ALL ACCOUNTS AND MIXTURE: "Rods & Cones" by R.J. Lambert

Rods & Cones

By R.J. Lambert

Given horses, I learn to ride
from my mistakes, men spreading

in the kicks of dirt. To mount
before the others, early sun grasping

over hills. Light like a wrist, light like a rib,
light like the fresh green fingers of sod.

To shade the shed with my run,
sight blurring its all-too-quick, too-big.

To ride past those who can’t say “no”
when “yes” suffices. To find “yes”

feels quite right & lie awake inside
the dream. To think, I thought

the earth had almost broke apart.
To trust the ground is sometimes held

together by a single root of grass.


About the Author:

R.J. Lambert (he, him, his) is a queer writer, scholar, and teacher based in South Carolina. His debut poetry collection, Mind Lit in Neon, is forthcoming from Finishing Line Press. He received the 2021 Patricia Cleary Miller Award for Poetry from New Letters and was a published finalist for competitions from Crab Creek Review and Tupelo Quarterly. Individual poems are soon to appear in New Letters, peculiar, The Worcester Review, and the anthology Without a Doubt (New York Quarterly Books). R.J. teaches science writing and health communication at the Medical University of South Carolina. Find him online at rj-lambert.com.

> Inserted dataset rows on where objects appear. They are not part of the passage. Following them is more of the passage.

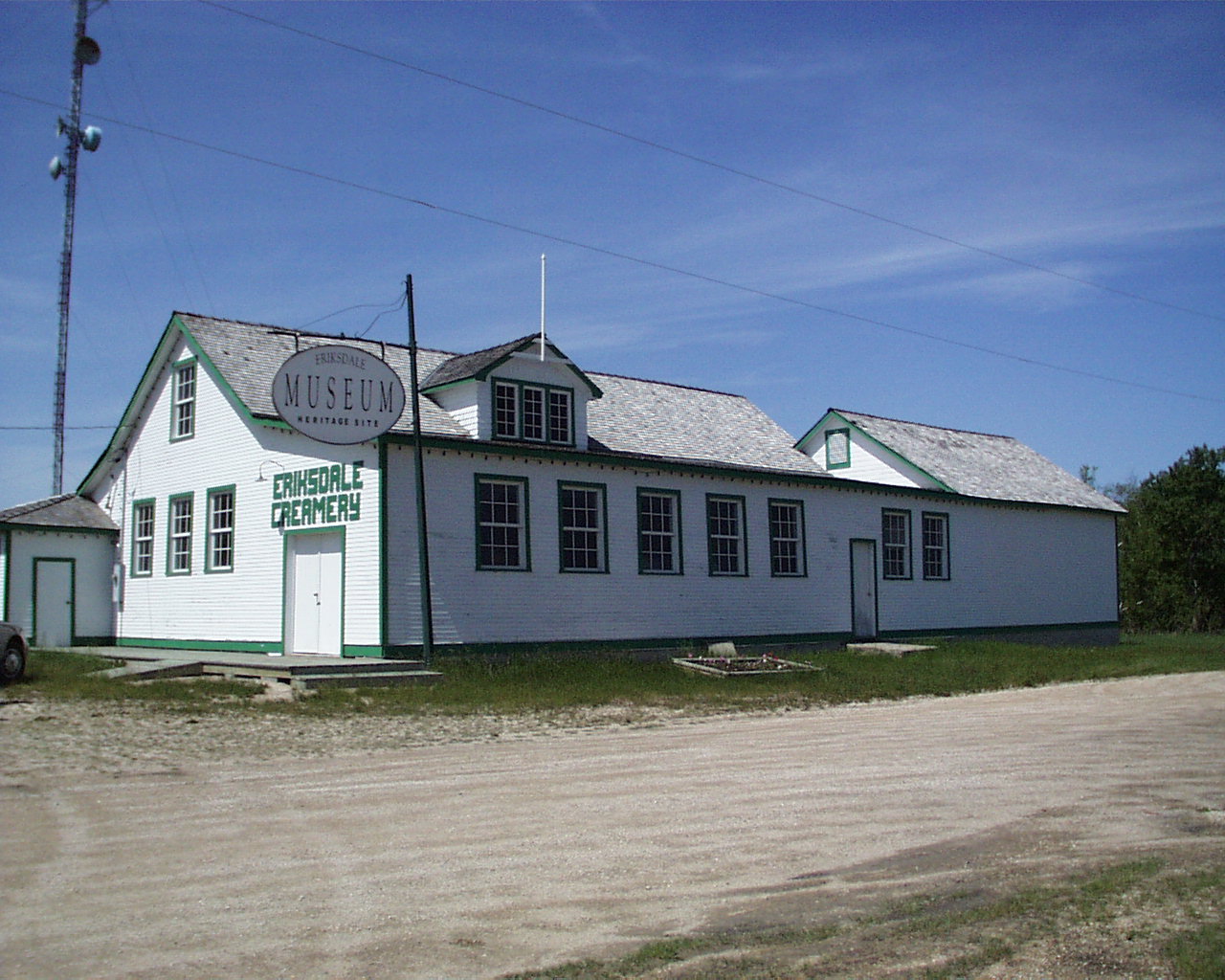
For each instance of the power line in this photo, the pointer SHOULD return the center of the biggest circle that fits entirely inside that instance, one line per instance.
(707, 162)
(628, 257)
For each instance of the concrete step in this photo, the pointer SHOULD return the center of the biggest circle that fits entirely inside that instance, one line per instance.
(363, 679)
(148, 670)
(345, 665)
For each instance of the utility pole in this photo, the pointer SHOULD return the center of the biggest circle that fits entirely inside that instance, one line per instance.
(84, 52)
(423, 546)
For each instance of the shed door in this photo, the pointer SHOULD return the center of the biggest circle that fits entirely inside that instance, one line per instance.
(54, 599)
(314, 594)
(862, 589)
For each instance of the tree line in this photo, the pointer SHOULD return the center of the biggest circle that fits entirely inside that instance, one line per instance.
(1171, 546)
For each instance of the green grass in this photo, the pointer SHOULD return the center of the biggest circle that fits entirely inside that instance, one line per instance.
(551, 682)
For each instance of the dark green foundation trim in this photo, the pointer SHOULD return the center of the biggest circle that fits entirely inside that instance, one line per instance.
(221, 646)
(681, 644)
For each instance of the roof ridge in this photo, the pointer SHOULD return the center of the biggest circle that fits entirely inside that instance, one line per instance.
(666, 384)
(301, 332)
(33, 506)
(922, 424)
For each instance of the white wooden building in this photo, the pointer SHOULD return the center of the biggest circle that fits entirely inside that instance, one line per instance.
(568, 506)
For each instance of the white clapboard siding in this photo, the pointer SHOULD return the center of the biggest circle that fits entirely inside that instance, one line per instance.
(244, 605)
(1010, 567)
(92, 556)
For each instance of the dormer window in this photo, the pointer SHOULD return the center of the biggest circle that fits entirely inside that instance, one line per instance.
(533, 413)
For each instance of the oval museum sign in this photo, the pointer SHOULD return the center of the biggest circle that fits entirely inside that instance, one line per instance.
(338, 394)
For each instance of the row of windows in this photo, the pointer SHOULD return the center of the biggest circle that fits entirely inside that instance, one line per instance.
(896, 546)
(533, 413)
(503, 537)
(180, 533)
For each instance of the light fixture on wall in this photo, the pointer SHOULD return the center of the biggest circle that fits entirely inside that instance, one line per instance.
(261, 478)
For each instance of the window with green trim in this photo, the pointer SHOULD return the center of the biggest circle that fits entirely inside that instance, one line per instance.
(533, 413)
(144, 513)
(183, 419)
(502, 523)
(935, 546)
(836, 449)
(787, 550)
(179, 536)
(896, 544)
(659, 532)
(219, 554)
(582, 513)
(725, 534)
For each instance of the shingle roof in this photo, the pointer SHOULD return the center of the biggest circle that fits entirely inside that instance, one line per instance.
(469, 366)
(249, 354)
(981, 466)
(61, 511)
(651, 419)
(673, 421)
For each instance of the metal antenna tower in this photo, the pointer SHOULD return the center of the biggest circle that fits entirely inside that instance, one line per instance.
(84, 52)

A Celebration of LGBTQ Writers & Artists

Taken from Gertrude Stein’s Tender Buttons, and the poem “Rooms,” our series title appears in the line: “Cadences, real cadences, real cadences and a quiet color. Careful and curved, cake and sober, all accounts and mixture, a guess at anything is righteous, should there be a call there would be a voice.”

All Accounts & Mixture is CutBank’s annual space for queer writers and artists, and we’re incredibly proud and honored to present this year’s bunch of daring, earnest, and straight up wild pieces. Our sincerest thanks to the contributors, as well as to each and every submitter to this year’s feature. Reading your work is a privilege, one we hope to continue undertaking for a long while.